Côte d'Ivoire: Dr Amichia Magloire, secrétaire général du Synacass-CI - 173 000 F par mois : la grève des médecins contre la misère

Elvis Kodjo (interview Réalisée Par)

29 Novembre 2003


interview

Abidjan — Le Syndicat national des cadres supérieurs de santé (Synacass-CI) pose des conditions au redéploiement des agents de l'Etat dans les zones de l'Ouest revenues sous contrôle gouvernemental. Pourquoi ?

Nous ne refusons pas de nous soumettre à ce redéploiement. Nous demandons que certaines conditions soient remplies avant. Nous sommes pour le redéploiement de l'administration, mais tant que certaines conditions ne sont pas remplies, nous ne pouvons pas aller à l'Ouest.

Quelles sont ces conditions?

Ce sont d'abord des conditions de sécurité. L'agent qui va dans ces zones-là doit avoir des assurances quant à sa sécurité. La sécurité, pour l'heure, n'a été faite qu'autour des préfets. Ensuite, les conditions de vie doivent être améliorées (hébergement, nourriture, eau..) pour l'agent et pour sa famille. Le Synacass-CI estime qu'à l'heure actuelle, ces conditions ne sont pas réunies. Nous avons tenu un atelier avec Monsieur le ministre de la Santé. Au cours de cet atelier, nous avons dégagé un plan d'action. Et le Conseil des ministres du 27 octobre 2003 est venu prendre le contre-pied de toutes ces décisions. J'en veux pour exemple, la cellule psychologie. Le Conseil des ministres n'en fait pas cas. L'agent qui doit partir est-il préparé psychologiquement à exercer dans l'environnement qu'il va affronter ? Pour nous, il est important de le savoir.

Vos revendications sont-elles réalistes dans lecontexte actuel de raréfaction des ressources à tous les niveaux de la société ?

Nous ne demandons pas des choses impossibles. Le plan de sécurité que nous souhaitons n'est pas irréalisable. Il faut qu'on nous dise quel est le plan d'évacuation des fonctionnaires travaillant à l'Ouest dès le premier coup de feu qui pourrait se faire entendre... Le gouvernement doit rassurer tous les fonctionnaires sur cette question essentielle, pas seulement dans les discours, mais de façon concrète et claire. La question des conditions de vie, non plus, n'est pas irréalisable. Il faut un minimum pour qu'un cadre supérieur de la santé retourne dans cette zone. Quelle indemnisation pour ceux qui ont perdu soit leur cheptel ou vu leurs maisons pillées ? ... Nous ne parlons pas de dédommagement pour l'instant. Nous demandons juste un minimum de confort : une télévision, une salle à manger, un réfrigérateur. Et surtout, pour le médecin, il faut des livres à acheter pour se remettre à niveau et être opérationnel.

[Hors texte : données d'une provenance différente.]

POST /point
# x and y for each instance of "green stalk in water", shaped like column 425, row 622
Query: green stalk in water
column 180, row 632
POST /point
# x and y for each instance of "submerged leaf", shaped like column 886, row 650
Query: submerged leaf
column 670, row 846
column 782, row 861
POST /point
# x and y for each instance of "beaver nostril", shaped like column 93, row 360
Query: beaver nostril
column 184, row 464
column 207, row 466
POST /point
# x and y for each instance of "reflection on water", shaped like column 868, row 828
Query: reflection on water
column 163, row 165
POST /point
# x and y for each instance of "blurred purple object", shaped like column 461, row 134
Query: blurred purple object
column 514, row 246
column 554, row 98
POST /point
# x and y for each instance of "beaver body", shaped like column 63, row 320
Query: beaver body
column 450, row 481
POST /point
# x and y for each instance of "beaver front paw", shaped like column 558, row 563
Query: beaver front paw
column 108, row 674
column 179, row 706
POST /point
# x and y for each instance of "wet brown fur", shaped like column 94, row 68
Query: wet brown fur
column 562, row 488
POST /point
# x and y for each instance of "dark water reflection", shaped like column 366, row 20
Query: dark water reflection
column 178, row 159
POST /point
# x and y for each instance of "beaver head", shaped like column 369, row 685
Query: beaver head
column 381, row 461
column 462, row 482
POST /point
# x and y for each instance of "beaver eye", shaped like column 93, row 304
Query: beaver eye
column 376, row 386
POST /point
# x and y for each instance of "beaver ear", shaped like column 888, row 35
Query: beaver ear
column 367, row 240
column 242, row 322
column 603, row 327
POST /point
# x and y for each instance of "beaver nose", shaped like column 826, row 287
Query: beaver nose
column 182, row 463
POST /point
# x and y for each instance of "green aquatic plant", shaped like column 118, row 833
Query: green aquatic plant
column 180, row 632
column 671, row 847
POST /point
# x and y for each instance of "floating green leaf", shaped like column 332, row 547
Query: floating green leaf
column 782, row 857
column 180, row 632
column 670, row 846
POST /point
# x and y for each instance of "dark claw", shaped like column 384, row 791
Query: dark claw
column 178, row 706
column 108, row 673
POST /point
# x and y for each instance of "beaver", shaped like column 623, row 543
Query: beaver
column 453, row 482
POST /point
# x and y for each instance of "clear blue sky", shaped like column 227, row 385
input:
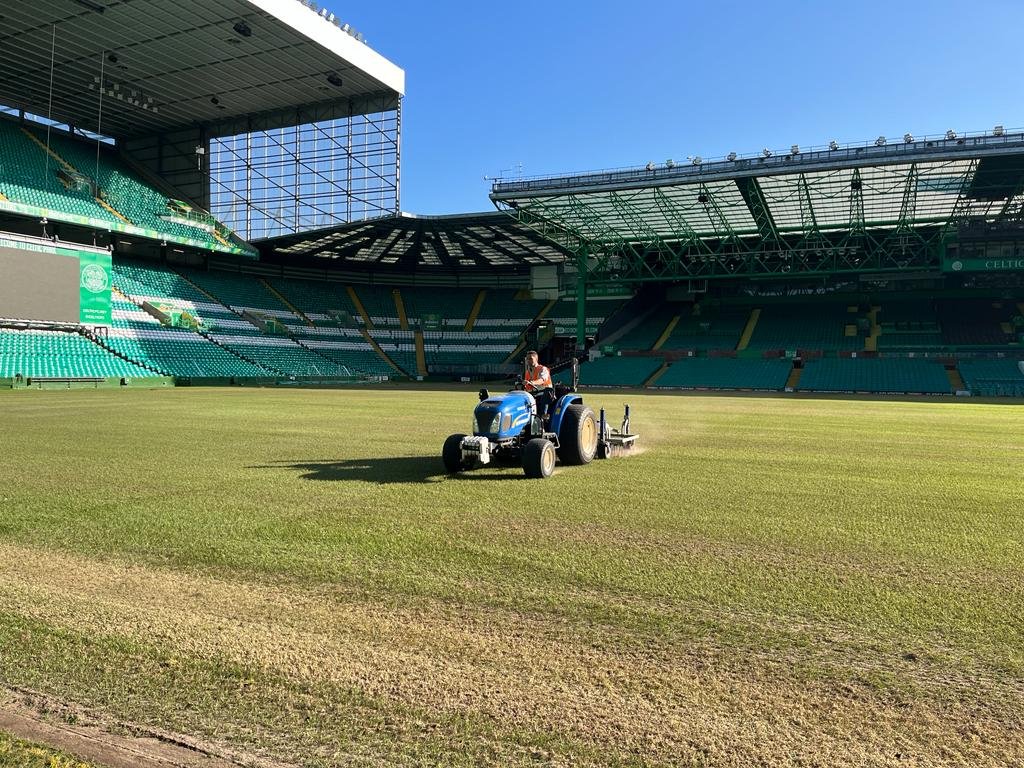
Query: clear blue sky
column 574, row 85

Le médecin, a priori, n'est pas un nécessiteux. Pourquoi ne pas assumer ces besoins par vous-mêmes dans la continuation de votre part de sacrifice en ces moments difficiles ?

Oui, le médecin est un cadre. Mais nous avons coutume de dire au Synacass-CI que c'est un cadre en bambou. Le salaire de base d'un médecin est de 173 000 F. Avec un tel salaire et après 10 ans voire 15 passés dans la zone, pensez-vous qu'on peut redémarrer sa vie ?

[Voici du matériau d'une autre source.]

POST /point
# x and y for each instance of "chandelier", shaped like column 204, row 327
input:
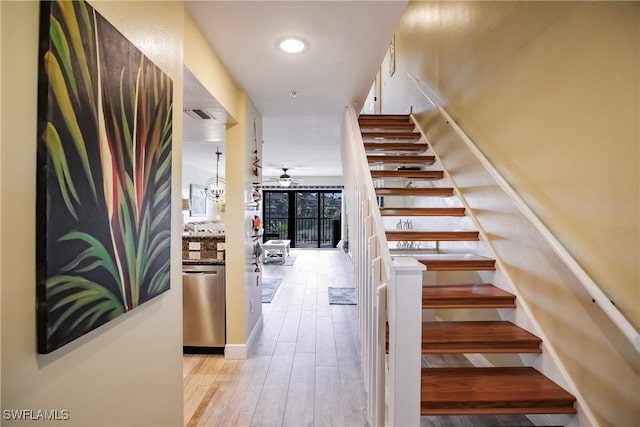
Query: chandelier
column 214, row 188
column 285, row 178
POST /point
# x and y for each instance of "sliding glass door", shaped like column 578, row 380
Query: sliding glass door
column 310, row 219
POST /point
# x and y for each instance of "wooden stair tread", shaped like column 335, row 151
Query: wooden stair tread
column 407, row 174
column 477, row 337
column 482, row 295
column 456, row 262
column 429, row 236
column 390, row 136
column 390, row 159
column 510, row 390
column 422, row 211
column 386, row 126
column 384, row 117
column 414, row 191
column 417, row 147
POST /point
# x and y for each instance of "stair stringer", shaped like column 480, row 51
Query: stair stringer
column 551, row 302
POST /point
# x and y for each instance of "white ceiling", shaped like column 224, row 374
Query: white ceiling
column 347, row 41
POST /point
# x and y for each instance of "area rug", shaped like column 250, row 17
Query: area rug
column 342, row 296
column 269, row 288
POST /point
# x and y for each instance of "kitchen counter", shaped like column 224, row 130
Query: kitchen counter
column 203, row 261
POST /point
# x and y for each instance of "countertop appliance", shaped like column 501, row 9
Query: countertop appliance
column 203, row 308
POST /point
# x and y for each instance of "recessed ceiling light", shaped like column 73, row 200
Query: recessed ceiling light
column 292, row 45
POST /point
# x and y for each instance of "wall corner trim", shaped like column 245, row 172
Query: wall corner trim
column 241, row 351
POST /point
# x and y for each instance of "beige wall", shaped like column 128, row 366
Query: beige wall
column 244, row 307
column 125, row 373
column 549, row 91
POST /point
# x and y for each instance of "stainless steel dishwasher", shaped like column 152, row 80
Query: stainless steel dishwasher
column 203, row 308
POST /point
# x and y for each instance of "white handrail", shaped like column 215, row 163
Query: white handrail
column 627, row 329
column 398, row 401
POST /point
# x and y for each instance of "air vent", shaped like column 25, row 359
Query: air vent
column 199, row 114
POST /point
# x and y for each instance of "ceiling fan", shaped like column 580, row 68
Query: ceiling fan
column 285, row 179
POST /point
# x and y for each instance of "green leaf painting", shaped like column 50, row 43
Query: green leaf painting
column 104, row 175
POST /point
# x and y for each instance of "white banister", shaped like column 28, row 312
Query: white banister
column 627, row 329
column 387, row 290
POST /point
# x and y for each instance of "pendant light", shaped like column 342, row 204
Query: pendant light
column 214, row 188
column 285, row 179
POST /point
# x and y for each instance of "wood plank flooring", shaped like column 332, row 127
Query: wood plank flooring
column 305, row 368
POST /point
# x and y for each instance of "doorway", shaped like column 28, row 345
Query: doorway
column 309, row 218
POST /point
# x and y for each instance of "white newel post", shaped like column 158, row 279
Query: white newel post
column 405, row 342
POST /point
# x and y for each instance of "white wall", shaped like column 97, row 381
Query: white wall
column 129, row 371
column 549, row 91
column 192, row 175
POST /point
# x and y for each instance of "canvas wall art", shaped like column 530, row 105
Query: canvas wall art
column 103, row 211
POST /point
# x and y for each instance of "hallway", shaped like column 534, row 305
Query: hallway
column 304, row 369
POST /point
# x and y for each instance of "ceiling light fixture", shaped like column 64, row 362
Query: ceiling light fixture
column 214, row 188
column 285, row 178
column 292, row 45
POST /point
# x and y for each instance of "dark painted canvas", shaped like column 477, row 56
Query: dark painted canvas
column 103, row 176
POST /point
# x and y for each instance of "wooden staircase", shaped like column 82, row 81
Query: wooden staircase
column 396, row 152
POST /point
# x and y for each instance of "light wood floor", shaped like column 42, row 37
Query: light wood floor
column 305, row 368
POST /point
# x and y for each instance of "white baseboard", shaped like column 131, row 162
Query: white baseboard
column 242, row 351
column 255, row 333
column 235, row 351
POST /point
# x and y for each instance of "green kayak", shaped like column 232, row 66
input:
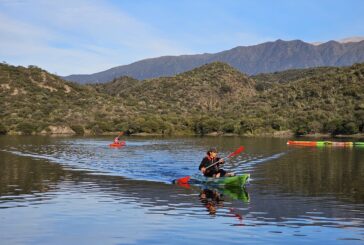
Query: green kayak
column 238, row 180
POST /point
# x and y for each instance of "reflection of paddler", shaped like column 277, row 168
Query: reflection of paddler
column 211, row 199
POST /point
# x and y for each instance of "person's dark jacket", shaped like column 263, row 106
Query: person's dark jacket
column 206, row 162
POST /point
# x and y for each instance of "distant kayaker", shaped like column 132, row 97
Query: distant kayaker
column 210, row 165
column 116, row 140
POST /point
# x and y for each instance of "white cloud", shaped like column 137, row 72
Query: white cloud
column 69, row 37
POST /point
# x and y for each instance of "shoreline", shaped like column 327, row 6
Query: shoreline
column 278, row 134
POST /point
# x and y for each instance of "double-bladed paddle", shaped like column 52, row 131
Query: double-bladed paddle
column 184, row 180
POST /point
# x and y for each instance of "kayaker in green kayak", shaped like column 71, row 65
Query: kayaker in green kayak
column 210, row 165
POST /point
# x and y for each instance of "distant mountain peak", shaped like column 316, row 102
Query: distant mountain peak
column 352, row 39
column 267, row 57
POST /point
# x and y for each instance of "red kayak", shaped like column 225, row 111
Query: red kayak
column 120, row 144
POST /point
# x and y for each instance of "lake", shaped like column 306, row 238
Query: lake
column 78, row 190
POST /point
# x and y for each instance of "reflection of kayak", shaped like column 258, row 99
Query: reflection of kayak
column 121, row 144
column 235, row 181
column 324, row 143
column 235, row 193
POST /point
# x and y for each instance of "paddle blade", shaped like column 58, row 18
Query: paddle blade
column 183, row 180
column 240, row 149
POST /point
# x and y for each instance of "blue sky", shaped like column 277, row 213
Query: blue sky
column 88, row 36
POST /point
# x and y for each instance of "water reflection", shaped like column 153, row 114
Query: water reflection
column 213, row 198
column 314, row 193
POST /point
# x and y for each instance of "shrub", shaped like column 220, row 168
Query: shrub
column 3, row 129
column 78, row 129
column 26, row 128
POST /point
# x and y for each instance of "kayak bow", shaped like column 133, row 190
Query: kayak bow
column 324, row 143
column 121, row 144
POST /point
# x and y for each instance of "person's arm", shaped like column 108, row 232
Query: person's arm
column 220, row 160
column 202, row 166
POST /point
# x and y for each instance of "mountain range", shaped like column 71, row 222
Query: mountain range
column 262, row 58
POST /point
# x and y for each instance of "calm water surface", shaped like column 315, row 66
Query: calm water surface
column 67, row 190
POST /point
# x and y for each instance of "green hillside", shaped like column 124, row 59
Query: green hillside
column 212, row 98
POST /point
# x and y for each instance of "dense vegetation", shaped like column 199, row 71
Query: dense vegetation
column 211, row 98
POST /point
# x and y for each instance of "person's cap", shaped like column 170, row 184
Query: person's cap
column 213, row 149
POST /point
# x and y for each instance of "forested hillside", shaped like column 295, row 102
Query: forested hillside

Vous parlez sérieusement ?

Très sérieusement. Le médecin qui commence aujourd'hui avec 173 000 F sort après 30 années d'exercice avec le même salaire. C'est la vérité et tout le monde doit le savoir. Lorsque les préfets ont montré leurs bulletins de solde au Président de la République, la Nation s'est émue. Si les médecins montrent les leurs, la Nation va davantage encore s'émouvoir de savoir que le médecin qui lui donne vie est aussi mal traité par l'Etat. Au niveau de la Fonction publique, le médecin a le cursus le plus long. Théoriquement, nous de-vrions avoir un salaire équivalent à la longueur de ce cursus, mais nous sommes les plus mal payés de la Fonction publique. La médecine humaine ou animale est un sacerdoce. Nous avons ainsi fait fi pendant longtemps de ce mauvais traitement parce que pour nous, c'était une plus grande joie pour un gynécologue de donner vie que de toucher 173 000 F. Mais aujourd'hui, avec l'inflation galopante que nous connaissons, nous ne pouvons plus nous satisfaire de ce traitement de misère.

Cela fait-il partie de vos préalables avant le redéploiement ?

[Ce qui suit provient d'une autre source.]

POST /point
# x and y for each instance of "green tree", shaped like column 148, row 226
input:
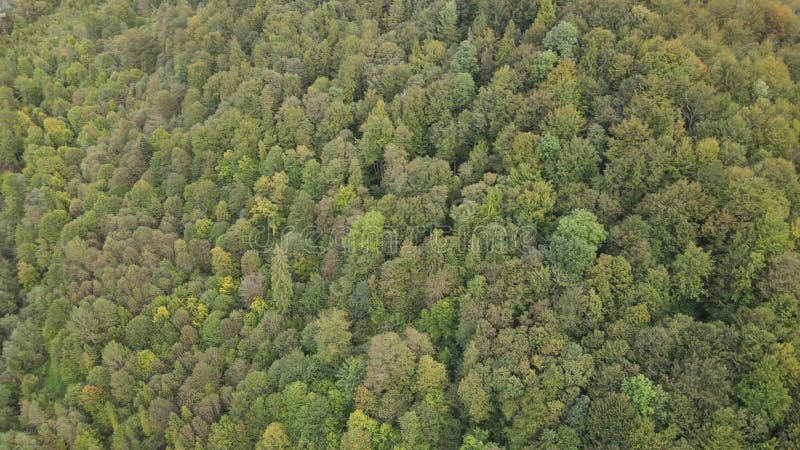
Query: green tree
column 574, row 244
column 281, row 281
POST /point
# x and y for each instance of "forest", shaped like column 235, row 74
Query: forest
column 399, row 224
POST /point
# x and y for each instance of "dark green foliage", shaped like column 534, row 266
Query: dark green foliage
column 399, row 224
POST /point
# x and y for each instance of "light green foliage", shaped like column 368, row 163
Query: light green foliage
column 562, row 39
column 399, row 224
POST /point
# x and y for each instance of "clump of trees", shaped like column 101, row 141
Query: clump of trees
column 479, row 225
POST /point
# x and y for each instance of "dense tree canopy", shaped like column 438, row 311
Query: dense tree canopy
column 405, row 224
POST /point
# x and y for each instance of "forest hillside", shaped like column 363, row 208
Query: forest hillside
column 399, row 224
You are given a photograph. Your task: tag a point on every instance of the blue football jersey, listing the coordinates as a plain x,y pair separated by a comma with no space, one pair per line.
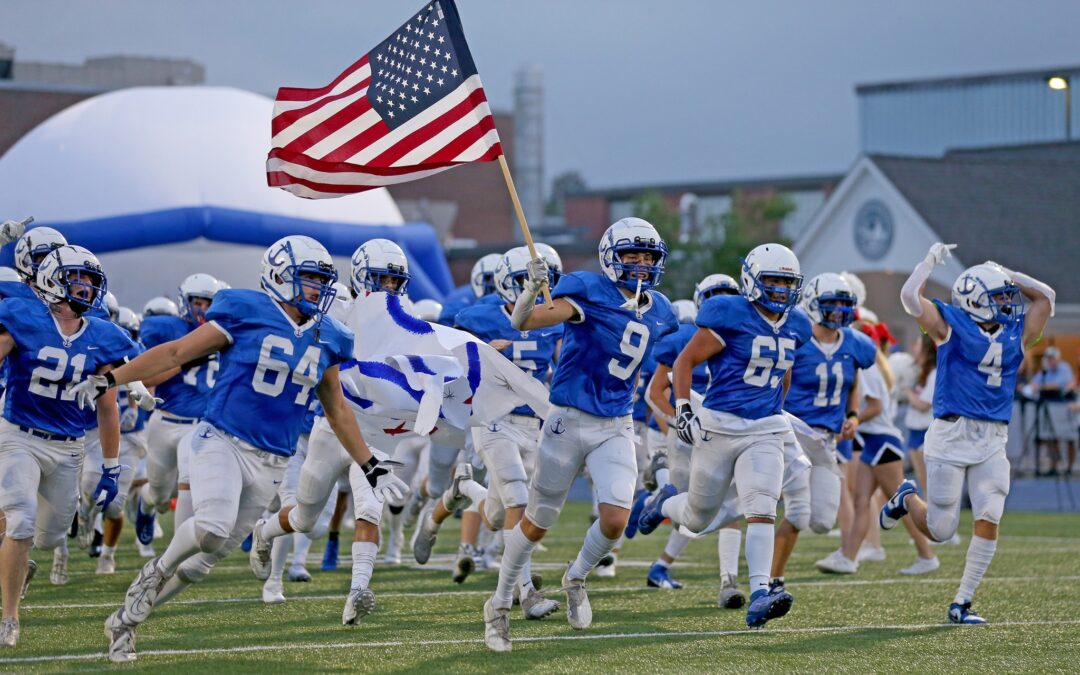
821,381
45,365
268,374
747,374
976,370
530,350
603,353
185,393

Non, car nous savons que les temps sont difficiles. Nous disons donc au gouvernement : " asseyons-nous et discutons ". Au niveau de la Santé, tout le monde commence à bouger : infirmiers et sages-femmes, administrateurs des services de santé, médecins... Nous avons, au regard de cela, trouvé une solution qui sera agréable à tous : c'est la Fonction publique hospitalière. Les grands pays comme la France, le Canada, la Belgique, en ont. Nous le demandons qu'il en soit ainsi Côte d'Ivoire. Nous avons les moyens, les cadres, le personnel, pour créer cette Fonction publique hospitalière. Nous ne la demandons pas avec effet financier immédiat, mais il faut qu'au niveau de l'Assemblée nationale l'idée émerge. Pour ce faire, il faut que notre ministère y envoie une loi pour que la Fonction publique hospitalière prenne forme. Quant au décret d'application, nous sommes prêts à attendre deux ans, à l'instar des préfets qui ont attendu si longtemps pour que le leur prenne forme.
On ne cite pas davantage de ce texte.